Dallas-based Leslie Martinez’s first New York solo show, The Fault of Formation at MoMA PS1, addresses political binaries and cultural survival.
We—humans and the world—are in a constant state of change. In times of uncertainty and unrest, we are often unsure where to begin and where to end. We rely on our patterns and reflect our cultural beliefs in a volleying shift between independence and interdependence.
Dallas-based artist Leslie Martinez moves in the middle, in medias res, with bold color, residual materials, and poetic verve. The large and multi-faceted paintings highlight the personal and the political landscape. The work even takes on an earthly dimension, cratered with dust and detritus.
Martinez, who was born in McAllen, Texas, describes their latest work as crushed chaos, an unrecognizable feeling that documents and translates the body to capture what it feels like to be left in a world.
The Fault of Formation is Martinez’s first New York solo show, and it’s on view at MoMA PS1. The exhibition, consisting of a series of paintings that involve a collage of materials including sawdust, mica powder, and iron silicate, is their largest body of work to date.
When asked about the exhibition title, Martinez, a 2022 recipient of the United States Latinx Art Forum’s Latinx Artist Fellowship, shares that the title considers the tectonic shifts on the Earth’s surface as a metaphor for the political, polarizing, broken, divided, and shifting.

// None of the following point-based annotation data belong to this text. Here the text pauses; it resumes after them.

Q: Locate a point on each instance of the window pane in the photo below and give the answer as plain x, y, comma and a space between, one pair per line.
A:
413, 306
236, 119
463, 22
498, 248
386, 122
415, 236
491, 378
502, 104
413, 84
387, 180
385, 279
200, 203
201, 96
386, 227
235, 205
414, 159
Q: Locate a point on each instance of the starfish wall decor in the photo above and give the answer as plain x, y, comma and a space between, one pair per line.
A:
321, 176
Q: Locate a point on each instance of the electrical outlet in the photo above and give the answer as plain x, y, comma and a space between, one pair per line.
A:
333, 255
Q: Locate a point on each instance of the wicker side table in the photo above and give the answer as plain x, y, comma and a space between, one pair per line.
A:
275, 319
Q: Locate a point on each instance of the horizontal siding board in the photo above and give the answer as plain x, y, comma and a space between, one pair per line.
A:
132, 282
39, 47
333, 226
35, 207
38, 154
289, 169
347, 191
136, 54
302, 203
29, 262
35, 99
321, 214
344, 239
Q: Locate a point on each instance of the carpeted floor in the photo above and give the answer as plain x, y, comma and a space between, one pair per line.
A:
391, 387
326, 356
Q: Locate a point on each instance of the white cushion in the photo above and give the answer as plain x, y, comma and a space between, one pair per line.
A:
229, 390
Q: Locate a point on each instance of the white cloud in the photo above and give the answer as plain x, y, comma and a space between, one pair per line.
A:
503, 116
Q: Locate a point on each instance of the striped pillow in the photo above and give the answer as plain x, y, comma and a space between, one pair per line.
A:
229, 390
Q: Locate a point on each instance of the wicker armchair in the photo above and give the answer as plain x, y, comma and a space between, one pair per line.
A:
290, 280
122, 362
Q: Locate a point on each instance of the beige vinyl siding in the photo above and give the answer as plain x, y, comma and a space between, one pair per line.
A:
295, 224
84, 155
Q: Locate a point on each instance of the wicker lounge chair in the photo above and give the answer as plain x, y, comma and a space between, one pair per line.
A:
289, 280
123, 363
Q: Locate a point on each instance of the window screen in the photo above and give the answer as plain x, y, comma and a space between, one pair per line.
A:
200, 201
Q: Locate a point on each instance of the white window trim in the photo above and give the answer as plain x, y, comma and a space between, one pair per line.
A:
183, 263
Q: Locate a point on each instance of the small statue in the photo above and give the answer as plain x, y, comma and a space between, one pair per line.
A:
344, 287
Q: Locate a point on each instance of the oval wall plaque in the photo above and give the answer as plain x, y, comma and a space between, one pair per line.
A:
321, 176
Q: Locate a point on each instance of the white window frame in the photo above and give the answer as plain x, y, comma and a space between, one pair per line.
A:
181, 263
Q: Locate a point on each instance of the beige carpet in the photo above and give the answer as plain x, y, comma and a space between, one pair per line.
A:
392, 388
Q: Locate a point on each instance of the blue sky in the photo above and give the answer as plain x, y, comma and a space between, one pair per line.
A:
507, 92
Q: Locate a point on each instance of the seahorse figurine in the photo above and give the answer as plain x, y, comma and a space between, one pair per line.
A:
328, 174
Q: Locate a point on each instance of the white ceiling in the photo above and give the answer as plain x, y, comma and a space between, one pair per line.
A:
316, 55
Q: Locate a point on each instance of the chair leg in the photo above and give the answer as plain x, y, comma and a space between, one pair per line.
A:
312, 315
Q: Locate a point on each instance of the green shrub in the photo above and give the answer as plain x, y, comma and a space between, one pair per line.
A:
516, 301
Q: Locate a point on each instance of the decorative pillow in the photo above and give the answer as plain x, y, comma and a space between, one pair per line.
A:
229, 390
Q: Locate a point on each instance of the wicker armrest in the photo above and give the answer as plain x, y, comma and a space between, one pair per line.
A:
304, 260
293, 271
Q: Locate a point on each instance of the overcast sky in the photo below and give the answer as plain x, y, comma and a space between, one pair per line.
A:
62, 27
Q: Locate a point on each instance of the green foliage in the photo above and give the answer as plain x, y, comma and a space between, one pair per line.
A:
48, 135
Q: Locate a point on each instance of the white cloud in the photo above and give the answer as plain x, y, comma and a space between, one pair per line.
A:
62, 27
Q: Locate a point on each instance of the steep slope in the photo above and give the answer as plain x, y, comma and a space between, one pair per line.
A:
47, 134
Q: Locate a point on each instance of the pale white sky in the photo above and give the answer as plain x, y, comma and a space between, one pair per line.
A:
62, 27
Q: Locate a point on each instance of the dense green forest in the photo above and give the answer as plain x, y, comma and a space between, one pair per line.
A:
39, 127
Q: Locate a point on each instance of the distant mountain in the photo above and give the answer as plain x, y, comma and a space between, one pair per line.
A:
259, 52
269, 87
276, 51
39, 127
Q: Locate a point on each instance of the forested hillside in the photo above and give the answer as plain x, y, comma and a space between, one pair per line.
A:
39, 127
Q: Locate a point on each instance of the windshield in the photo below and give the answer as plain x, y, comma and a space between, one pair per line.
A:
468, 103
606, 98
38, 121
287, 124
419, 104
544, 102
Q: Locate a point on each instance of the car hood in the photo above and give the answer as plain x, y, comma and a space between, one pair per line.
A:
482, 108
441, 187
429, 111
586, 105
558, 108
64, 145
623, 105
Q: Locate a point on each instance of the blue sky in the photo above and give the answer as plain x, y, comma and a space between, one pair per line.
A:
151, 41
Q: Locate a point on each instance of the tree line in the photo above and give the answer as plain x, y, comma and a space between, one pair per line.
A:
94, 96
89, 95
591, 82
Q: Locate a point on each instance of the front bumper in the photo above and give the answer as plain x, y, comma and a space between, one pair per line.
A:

The way Martinez constructs their pieces changes with each body of work. They mostly work with smaller chunks of material that are combined out of a conglomerate of materials that have been collected over time. Sometimes those materials accumulate over months or years to take on their own character as they come together to compose the first parts of the canvas paintings.
The exhibition involves substantial shifting, both structurally and metaphorically. Even the titles of each painting alter the viewer’s awareness. For instance, the large painting entering a MoMA PS1 gallery is called Out of the Gap Where Darkness Echoes, Mustangs Take Off Running (2023).
According to Martinez, the titles typically reference something in the world—something metaphorical, scientific, or that overlays with a formal aspect of the work. They come from an observation that happens while working.
A title could come from what it feels like to brush a certain color onto a certain surface. It intuitively comes from something looser in language. It comes from the work and from memory. Invisibility and sustainability are binding tenets in Martinez’s work.
The idea of labor, the long gesture, and the remainder of a story may connect to Martinez’s “no waste ethos” practice. They are created with discarded materials for ecological and cultural reasons. Martinez, whose conditioned to not waste anything, says the physical quality of the work initially began to transform the notion of surface and paint, but the artist soon shifted their thoughts on what is possible with paint and substrate.
Later, their process evolved toward sustainability—accumulating, cutting, combining. But, Martinez states it is also a hermetic and sympathetic process about materials not being left behind and having an understanding of the value and presence of material and its possibilities.
Embedded in Martinez’s material abstractions are their familial roots. The patterns on the canvas are historically connected to generational scarcity. There is a forced fearlessness of the unknown that thrives in Martinez’s work today.
When asked if their work is making patterns and connections that stretch over time, Martinez says they go into a labor trance where they feel like they are having communion with their past people and time.
Leslie Martinez: The Fault of Formation is on view at MoMA PS1 through April 8, 2024.